Murdoch Children’s Research Institute (MCRI) is pleased to announce that three of its researchers have been awarded funding from Medical Research Future Fund’s Rapid Applied Research Translation (RART) grant scheme through the Melbourne Academic Centre for Health (MACH).
Professor Vicki Anderson and Professor Dinah Reddihough were among those awarded new investigator-led project funding.
Prof Anderson’s project aims to halve the rate of children with persisting symptoms following child concussion, through a personalised medicine intervention.

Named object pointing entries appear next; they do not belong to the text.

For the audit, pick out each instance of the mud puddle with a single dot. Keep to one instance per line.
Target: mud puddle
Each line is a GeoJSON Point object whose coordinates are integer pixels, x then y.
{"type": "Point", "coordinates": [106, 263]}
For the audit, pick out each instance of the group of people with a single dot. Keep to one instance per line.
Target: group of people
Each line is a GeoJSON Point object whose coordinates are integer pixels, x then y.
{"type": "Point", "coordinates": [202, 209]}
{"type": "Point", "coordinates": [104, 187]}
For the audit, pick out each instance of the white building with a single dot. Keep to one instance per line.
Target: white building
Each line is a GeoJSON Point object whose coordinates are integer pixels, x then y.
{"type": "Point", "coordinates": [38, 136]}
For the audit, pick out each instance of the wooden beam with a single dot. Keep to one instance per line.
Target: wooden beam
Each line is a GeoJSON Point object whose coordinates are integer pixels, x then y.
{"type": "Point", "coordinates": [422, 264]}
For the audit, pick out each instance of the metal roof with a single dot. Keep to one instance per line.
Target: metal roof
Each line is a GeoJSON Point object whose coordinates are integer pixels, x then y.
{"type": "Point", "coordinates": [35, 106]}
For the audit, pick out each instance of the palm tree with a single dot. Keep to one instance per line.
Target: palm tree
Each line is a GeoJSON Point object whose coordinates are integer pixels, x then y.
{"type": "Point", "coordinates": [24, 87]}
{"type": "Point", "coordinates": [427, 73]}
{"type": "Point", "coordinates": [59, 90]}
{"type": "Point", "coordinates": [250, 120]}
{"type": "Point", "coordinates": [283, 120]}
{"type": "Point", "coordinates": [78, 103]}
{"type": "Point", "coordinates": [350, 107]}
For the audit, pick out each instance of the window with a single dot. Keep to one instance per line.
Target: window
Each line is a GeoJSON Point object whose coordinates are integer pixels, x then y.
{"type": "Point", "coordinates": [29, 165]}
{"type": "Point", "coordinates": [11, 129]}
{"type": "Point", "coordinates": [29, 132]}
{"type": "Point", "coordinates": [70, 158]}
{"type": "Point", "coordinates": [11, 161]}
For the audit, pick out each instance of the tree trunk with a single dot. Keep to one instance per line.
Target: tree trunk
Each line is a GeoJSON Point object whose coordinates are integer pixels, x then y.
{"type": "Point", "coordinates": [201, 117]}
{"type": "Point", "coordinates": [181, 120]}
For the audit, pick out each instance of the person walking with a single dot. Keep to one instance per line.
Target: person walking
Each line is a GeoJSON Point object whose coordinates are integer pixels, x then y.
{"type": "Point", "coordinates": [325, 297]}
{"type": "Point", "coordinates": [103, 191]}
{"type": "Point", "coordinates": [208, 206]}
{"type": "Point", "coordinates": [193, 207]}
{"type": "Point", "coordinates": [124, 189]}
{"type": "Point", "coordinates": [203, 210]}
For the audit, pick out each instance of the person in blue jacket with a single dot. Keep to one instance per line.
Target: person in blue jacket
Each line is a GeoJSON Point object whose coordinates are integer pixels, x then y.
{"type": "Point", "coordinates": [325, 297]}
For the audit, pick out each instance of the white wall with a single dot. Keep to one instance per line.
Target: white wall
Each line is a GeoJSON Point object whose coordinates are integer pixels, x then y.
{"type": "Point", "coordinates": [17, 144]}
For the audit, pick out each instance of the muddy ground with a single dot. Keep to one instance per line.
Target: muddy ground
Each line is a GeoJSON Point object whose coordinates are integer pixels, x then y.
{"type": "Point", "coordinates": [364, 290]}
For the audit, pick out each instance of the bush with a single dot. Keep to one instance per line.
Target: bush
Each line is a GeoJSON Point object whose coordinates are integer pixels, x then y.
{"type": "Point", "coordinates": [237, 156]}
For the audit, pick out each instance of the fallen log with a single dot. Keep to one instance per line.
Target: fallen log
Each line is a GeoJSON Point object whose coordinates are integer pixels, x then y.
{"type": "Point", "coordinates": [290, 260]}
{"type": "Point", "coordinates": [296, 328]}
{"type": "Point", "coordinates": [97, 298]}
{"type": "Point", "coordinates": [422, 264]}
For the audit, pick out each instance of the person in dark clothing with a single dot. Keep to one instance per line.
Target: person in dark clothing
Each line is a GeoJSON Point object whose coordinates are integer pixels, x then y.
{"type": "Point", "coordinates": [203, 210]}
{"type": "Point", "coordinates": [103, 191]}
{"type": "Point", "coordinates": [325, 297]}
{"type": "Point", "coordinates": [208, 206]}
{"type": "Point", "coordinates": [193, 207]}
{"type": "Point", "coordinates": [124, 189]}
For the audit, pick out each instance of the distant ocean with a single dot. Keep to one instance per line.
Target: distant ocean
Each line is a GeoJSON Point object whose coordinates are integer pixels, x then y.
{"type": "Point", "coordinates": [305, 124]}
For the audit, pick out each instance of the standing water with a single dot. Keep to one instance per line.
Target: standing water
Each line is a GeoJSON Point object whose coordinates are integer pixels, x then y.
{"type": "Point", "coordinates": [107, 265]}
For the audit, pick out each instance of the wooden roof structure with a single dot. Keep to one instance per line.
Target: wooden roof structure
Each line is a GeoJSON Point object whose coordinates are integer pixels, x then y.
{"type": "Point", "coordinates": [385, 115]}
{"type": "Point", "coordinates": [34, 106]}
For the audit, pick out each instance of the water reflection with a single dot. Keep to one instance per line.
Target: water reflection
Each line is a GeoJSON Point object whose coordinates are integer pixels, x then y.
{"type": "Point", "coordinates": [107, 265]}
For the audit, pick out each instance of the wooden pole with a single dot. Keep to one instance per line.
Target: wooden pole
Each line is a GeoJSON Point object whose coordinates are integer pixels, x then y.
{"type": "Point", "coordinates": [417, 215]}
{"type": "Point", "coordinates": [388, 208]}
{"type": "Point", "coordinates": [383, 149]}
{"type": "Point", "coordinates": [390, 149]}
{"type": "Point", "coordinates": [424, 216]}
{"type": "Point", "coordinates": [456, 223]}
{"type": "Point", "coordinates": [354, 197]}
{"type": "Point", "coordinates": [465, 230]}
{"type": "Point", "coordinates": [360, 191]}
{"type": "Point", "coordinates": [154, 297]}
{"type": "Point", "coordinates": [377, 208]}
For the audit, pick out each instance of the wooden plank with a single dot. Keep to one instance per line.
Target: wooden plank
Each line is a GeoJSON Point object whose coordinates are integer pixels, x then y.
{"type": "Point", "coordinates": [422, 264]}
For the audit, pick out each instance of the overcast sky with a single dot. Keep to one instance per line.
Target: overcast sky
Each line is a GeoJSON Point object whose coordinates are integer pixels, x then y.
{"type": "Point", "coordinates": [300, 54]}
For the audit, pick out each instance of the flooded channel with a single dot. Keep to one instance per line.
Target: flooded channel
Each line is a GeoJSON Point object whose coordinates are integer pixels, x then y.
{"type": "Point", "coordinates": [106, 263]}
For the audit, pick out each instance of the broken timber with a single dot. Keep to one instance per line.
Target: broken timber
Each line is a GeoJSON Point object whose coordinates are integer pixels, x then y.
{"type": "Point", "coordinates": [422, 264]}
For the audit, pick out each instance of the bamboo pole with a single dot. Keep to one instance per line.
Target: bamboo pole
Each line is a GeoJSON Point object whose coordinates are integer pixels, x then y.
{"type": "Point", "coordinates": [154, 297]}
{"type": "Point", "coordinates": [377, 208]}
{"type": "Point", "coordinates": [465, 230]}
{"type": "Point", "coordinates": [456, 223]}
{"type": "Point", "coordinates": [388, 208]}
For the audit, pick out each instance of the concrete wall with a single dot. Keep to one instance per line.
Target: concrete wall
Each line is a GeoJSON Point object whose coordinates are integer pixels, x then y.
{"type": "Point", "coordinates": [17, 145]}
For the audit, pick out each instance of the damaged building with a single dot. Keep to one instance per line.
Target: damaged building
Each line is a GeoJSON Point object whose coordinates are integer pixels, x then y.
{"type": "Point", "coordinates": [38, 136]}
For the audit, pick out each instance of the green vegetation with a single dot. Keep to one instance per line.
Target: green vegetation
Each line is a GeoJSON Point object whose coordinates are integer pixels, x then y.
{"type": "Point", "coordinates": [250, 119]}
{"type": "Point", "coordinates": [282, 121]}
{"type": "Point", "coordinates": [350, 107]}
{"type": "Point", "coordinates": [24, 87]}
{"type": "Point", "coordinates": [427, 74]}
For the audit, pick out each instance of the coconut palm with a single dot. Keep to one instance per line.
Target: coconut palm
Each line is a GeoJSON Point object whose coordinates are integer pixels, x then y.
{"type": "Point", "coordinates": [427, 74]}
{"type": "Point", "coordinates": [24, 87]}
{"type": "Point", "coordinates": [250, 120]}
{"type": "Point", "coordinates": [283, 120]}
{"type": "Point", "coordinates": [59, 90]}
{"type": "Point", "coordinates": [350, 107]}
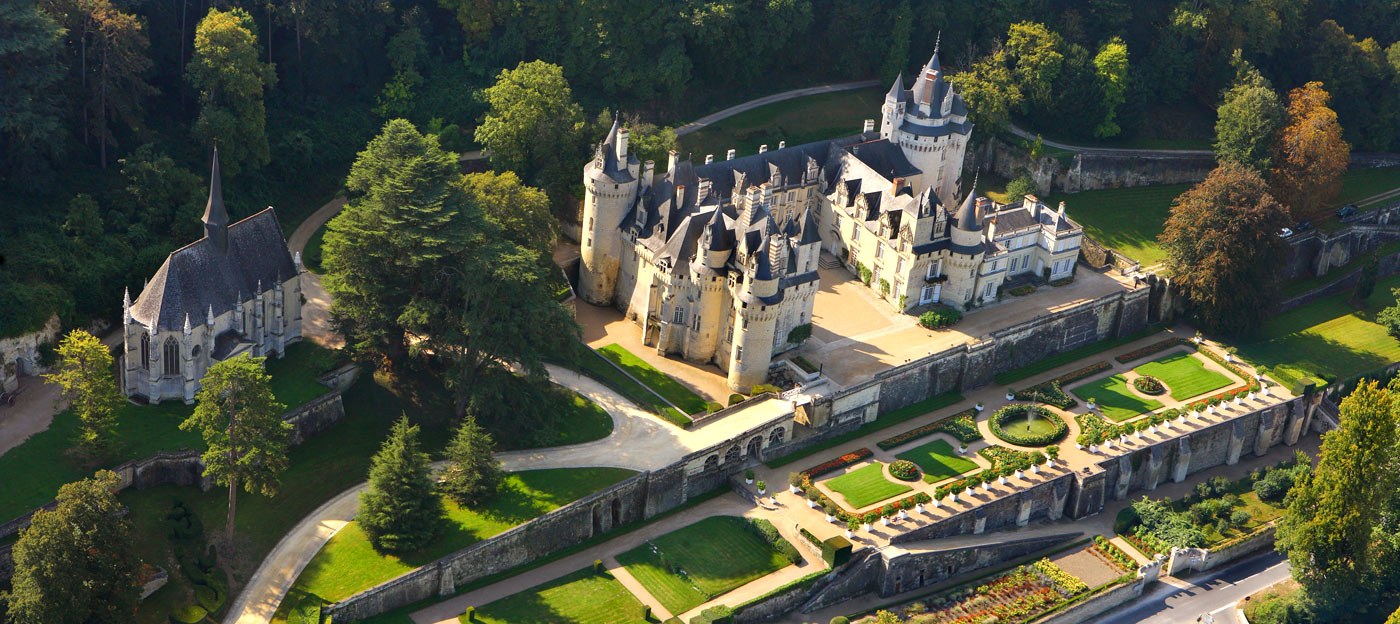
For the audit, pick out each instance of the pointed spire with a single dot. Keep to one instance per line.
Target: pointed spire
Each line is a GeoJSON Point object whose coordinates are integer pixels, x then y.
{"type": "Point", "coordinates": [216, 217]}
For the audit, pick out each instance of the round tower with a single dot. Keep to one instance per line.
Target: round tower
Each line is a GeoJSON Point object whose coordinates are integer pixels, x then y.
{"type": "Point", "coordinates": [611, 185]}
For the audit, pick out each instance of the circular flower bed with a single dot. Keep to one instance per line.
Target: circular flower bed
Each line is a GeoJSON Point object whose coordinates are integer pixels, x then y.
{"type": "Point", "coordinates": [1028, 426]}
{"type": "Point", "coordinates": [1148, 385]}
{"type": "Point", "coordinates": [905, 470]}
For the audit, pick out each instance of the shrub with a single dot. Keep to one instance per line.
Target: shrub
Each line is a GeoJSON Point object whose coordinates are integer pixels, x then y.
{"type": "Point", "coordinates": [905, 470]}
{"type": "Point", "coordinates": [940, 316]}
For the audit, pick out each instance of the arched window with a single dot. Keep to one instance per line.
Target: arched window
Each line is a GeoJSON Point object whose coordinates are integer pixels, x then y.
{"type": "Point", "coordinates": [171, 357]}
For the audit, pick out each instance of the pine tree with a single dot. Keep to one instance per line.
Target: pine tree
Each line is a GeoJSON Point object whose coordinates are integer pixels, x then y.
{"type": "Point", "coordinates": [86, 375]}
{"type": "Point", "coordinates": [76, 564]}
{"type": "Point", "coordinates": [401, 511]}
{"type": "Point", "coordinates": [1327, 529]}
{"type": "Point", "coordinates": [475, 472]}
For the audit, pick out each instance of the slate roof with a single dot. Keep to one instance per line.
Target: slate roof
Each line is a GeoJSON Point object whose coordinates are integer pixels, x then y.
{"type": "Point", "coordinates": [198, 276]}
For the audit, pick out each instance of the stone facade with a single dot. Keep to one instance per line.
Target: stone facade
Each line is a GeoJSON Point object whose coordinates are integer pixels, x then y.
{"type": "Point", "coordinates": [20, 354]}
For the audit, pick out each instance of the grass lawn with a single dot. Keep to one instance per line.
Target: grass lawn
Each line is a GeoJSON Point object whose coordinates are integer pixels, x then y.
{"type": "Point", "coordinates": [578, 598]}
{"type": "Point", "coordinates": [1326, 339]}
{"type": "Point", "coordinates": [140, 433]}
{"type": "Point", "coordinates": [717, 554]}
{"type": "Point", "coordinates": [938, 461]}
{"type": "Point", "coordinates": [662, 384]}
{"type": "Point", "coordinates": [1126, 220]}
{"type": "Point", "coordinates": [865, 486]}
{"type": "Point", "coordinates": [1115, 400]}
{"type": "Point", "coordinates": [1185, 375]}
{"type": "Point", "coordinates": [808, 119]}
{"type": "Point", "coordinates": [349, 564]}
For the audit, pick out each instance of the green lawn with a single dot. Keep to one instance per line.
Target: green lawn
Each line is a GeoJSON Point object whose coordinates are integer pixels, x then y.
{"type": "Point", "coordinates": [865, 486]}
{"type": "Point", "coordinates": [578, 598]}
{"type": "Point", "coordinates": [717, 554]}
{"type": "Point", "coordinates": [1185, 375]}
{"type": "Point", "coordinates": [662, 384]}
{"type": "Point", "coordinates": [1326, 339]}
{"type": "Point", "coordinates": [1115, 399]}
{"type": "Point", "coordinates": [938, 461]}
{"type": "Point", "coordinates": [795, 121]}
{"type": "Point", "coordinates": [1126, 220]}
{"type": "Point", "coordinates": [349, 564]}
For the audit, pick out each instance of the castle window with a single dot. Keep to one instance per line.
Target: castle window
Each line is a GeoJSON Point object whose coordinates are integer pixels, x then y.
{"type": "Point", "coordinates": [171, 357]}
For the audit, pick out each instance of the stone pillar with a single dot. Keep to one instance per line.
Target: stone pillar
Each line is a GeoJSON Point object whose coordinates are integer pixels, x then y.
{"type": "Point", "coordinates": [1120, 490]}
{"type": "Point", "coordinates": [1183, 459]}
{"type": "Point", "coordinates": [1266, 431]}
{"type": "Point", "coordinates": [1236, 442]}
{"type": "Point", "coordinates": [447, 581]}
{"type": "Point", "coordinates": [1155, 458]}
{"type": "Point", "coordinates": [1061, 495]}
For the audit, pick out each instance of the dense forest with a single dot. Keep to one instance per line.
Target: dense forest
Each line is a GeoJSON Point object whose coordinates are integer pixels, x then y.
{"type": "Point", "coordinates": [109, 108]}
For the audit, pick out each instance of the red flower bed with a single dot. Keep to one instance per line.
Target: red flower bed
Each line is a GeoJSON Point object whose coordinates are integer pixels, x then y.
{"type": "Point", "coordinates": [1151, 349]}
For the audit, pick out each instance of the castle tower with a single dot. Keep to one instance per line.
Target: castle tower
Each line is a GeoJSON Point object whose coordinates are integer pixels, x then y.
{"type": "Point", "coordinates": [611, 185]}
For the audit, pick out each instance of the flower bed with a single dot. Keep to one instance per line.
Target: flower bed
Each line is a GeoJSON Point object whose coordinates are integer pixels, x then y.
{"type": "Point", "coordinates": [961, 426]}
{"type": "Point", "coordinates": [905, 470]}
{"type": "Point", "coordinates": [1050, 391]}
{"type": "Point", "coordinates": [837, 463]}
{"type": "Point", "coordinates": [1046, 435]}
{"type": "Point", "coordinates": [1151, 349]}
{"type": "Point", "coordinates": [1148, 385]}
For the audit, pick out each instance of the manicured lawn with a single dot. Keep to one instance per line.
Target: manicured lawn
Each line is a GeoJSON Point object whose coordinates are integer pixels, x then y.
{"type": "Point", "coordinates": [716, 554]}
{"type": "Point", "coordinates": [795, 121]}
{"type": "Point", "coordinates": [1185, 375]}
{"type": "Point", "coordinates": [578, 598]}
{"type": "Point", "coordinates": [1126, 220]}
{"type": "Point", "coordinates": [938, 461]}
{"type": "Point", "coordinates": [1326, 339]}
{"type": "Point", "coordinates": [349, 564]}
{"type": "Point", "coordinates": [865, 486]}
{"type": "Point", "coordinates": [662, 384]}
{"type": "Point", "coordinates": [1115, 400]}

“Despite being an increasing public health concern and a 40 percent rate of debilitating, persisting post-concussive symptoms (PCS), current knowledge regarding child and adolescent concussion is inadequate to direct effective, timely, low cost treatment. To date, clinical management has failed to recognise the vastly different needs of the individual child,” she said.
Prof Reddihough is leading a research project that will develop a state-wide approach to preventing hip dislocation for young people with cerebral palsy. Hip displacement is a serious complication of cerebral palsy, occurring in 85 percent of non-ambulant children.
“Hip displacement is a serious complication of cerebral palsy (CP), occurring in 85 percent of non-ambulant children. It develops insidiously. If detected early, treatment is effective. If not, hip dislocation occurs, causing intractable pain, reduced function and quality of life extending across the lifespan. There is no effective treatment for hip dislocation,” she said.
To learn more about their projects, visit: https://www.machaustralia.org/mach-2019-rart-projects
Professor Harriet Hiscock received funding for her translational research project that is exploring how to improve the care of children with frequent asthma admissions by working with hospitals, GPs and families.
“Asthma is the most common chronic childhood illness and accounts for most paediatric hospital admissions. Approximately one in five Australian children are re-admitted to hospital after their first admission. To prevent frequent, costly admissions, we need to understand factors in a child’s care journey associated with re-admissions,” she said.
More information about Prof Hiscock’s work can be found here: https://www.machaustralia.org/mach-2019-rart-hiscock
The aims of the RART funding scheme are to:
- improve patient experience by improving care pathways and service connections;
- reduce unwarranted variation in healthcare and patient outcomes;
- improve the health of certain at-risk groups in Australia, such as Indigenous Australians and
- support innovative clinical trials.
The MACH offered these two funding opportunities to MACH partner-affiliated researchers (in the form of project grants and research fellowships) to support translational research projects that will produce tangible outcomes of value to the health system within a short period.